Enter the new Agreement – Old Default Language was
Rights of Buyer or Seller: A party defaulting under this Agreement shall be liable for the default. The non-defaulting party may pursue any lawful remedy against the defaulting party.
New Default Language effective August 1
Remedies of Seller: in the event this Agreement fails to close due to the default of Buyer, Seller’s sole remedy shall be to retain the earnest money as full liquidated damages. Seller expressly waives any right to assert a claim for specific performance. The parties expressly agree that the earnest money is a reasonable pre-estimate of Seller’s actual damages, which damages the parties agree are difficult to ascertain. The parties expressly intend for the earnest money to serve as liquidated damages and not as a penalty.

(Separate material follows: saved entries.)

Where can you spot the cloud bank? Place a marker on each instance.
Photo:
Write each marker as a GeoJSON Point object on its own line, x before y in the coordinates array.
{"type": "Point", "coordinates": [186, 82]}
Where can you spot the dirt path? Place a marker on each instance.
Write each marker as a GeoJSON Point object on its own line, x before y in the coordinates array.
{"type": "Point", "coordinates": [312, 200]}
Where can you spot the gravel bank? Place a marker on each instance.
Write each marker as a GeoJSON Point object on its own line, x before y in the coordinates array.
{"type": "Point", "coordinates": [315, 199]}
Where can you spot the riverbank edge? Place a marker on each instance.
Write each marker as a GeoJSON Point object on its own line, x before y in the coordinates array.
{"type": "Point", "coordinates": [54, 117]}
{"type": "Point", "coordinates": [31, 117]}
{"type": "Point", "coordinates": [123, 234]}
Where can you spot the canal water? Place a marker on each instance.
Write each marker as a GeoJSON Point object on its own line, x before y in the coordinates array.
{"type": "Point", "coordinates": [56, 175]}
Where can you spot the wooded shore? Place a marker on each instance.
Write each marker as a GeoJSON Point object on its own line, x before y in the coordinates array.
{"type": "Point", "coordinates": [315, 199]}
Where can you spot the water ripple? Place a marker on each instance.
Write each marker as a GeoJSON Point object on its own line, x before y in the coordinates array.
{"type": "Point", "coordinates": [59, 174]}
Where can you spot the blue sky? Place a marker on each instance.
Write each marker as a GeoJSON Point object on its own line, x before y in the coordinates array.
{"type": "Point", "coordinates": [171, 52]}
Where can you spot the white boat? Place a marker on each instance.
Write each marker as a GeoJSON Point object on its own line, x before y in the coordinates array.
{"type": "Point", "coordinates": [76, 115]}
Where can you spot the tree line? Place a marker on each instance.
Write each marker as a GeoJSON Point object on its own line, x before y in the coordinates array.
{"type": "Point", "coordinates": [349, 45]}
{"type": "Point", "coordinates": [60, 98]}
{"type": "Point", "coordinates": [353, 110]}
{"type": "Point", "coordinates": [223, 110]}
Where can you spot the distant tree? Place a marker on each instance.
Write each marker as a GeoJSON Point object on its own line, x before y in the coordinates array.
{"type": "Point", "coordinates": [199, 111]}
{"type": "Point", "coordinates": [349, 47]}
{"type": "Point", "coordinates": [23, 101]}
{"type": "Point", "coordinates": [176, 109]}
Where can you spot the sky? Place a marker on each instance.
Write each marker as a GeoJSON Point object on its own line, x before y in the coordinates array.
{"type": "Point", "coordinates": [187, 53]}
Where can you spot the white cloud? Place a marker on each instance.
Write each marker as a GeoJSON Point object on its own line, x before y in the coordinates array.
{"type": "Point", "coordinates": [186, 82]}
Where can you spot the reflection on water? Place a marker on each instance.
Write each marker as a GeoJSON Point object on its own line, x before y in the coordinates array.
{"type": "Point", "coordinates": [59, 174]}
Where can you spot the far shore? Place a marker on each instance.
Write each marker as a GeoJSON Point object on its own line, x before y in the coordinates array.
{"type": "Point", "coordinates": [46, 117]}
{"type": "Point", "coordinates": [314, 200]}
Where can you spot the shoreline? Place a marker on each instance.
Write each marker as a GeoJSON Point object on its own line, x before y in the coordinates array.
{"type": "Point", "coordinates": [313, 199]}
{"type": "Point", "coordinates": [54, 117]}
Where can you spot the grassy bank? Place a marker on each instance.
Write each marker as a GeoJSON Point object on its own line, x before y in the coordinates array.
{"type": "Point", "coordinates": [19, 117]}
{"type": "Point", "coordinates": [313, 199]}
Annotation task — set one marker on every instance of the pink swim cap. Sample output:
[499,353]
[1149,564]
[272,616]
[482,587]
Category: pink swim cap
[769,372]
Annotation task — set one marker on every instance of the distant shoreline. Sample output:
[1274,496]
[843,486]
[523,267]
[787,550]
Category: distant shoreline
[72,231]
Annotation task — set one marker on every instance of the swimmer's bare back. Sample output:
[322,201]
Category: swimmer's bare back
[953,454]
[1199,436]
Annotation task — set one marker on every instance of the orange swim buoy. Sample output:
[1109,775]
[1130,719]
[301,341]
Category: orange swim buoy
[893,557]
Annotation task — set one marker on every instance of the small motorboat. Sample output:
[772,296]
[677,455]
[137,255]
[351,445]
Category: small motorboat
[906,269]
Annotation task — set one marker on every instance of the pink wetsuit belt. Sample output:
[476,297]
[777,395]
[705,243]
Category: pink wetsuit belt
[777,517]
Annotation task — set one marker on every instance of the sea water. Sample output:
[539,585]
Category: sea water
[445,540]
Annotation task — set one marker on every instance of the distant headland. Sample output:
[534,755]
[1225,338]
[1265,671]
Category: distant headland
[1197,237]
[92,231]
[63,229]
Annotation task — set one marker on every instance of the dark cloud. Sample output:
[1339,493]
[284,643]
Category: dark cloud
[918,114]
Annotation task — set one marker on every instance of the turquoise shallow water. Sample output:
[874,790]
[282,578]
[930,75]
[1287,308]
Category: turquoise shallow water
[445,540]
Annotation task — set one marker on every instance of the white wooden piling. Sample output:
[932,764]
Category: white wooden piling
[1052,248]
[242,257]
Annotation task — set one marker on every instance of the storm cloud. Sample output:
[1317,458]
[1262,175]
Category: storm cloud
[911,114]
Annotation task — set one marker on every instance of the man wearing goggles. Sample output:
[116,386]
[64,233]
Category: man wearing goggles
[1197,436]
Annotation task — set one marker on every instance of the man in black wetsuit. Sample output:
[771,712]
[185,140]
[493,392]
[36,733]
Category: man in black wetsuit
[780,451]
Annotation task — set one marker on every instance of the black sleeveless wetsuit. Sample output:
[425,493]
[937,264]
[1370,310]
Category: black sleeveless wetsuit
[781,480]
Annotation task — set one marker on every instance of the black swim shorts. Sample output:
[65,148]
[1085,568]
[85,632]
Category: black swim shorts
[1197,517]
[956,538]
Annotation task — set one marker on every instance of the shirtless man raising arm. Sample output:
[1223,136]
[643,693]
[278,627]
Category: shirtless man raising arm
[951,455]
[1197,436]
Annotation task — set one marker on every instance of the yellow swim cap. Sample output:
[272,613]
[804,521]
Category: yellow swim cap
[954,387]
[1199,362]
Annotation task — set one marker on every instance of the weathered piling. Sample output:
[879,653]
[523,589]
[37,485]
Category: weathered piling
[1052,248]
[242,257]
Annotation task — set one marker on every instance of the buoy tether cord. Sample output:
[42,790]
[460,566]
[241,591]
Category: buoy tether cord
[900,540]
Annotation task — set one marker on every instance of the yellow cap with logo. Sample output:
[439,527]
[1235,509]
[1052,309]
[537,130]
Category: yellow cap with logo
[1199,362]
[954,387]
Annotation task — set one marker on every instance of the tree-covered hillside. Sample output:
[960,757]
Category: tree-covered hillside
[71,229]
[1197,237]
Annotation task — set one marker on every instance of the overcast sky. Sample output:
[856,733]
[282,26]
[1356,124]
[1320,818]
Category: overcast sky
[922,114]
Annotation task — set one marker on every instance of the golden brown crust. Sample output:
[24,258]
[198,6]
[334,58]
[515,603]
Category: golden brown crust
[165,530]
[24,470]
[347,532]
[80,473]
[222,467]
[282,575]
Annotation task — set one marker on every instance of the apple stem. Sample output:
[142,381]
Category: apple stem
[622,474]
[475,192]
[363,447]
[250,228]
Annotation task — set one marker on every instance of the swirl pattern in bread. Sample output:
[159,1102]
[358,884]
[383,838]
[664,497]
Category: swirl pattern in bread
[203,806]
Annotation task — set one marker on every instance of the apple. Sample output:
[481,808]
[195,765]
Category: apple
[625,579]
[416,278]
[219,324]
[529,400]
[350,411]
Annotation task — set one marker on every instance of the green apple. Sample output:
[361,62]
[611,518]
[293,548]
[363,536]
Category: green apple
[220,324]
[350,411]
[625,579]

Remedies of Buyer: in the event this Agreement fails to close due to the default of Seller, Buyer may either seek the specific performance of this Agreement or terminate this Agreement upon notice to Seller and holder, in which case all earnest money deposits and other payments Buyer has paid towards the purchase of the Property shall be returned to Buyer following the procedures set forth elsewhere herein.
We like what Campbell & Brannon wrote below
“What Changes for a Seller?
With this new change, seller’s sole remedy for a Buyer’s breach is to accept the Earnest Money as full liquidated damages. Prior to this change, the Seller had the right to pursue “any lawful remedy” such as suing the breaching Buyer for specific performance and/or the losses Seller incurred, which could include the difference between what they could have sold the home for to the Buyer versus another person, Seller’s legal fees, Seller’s additional moving expenses, Seller’s rent, etc. However, in most cases when a Buyer breached the contract, the Seller would accept the Earnest Money and move on, selling the home to another buyer.
Sellers will ask for more in Earnest Money as a result of this change!
What Changes for a Buyer?
Buyer’s remedy for Seller’s default shall be 1) to sue for specific performance or 2) terminate the contract with the return of Earnest Money. In the past, the Buyer could seek all lawful remedies which could have included consequential damages, attorney’s fees, extra moving expenses, rent during holdover, etc.”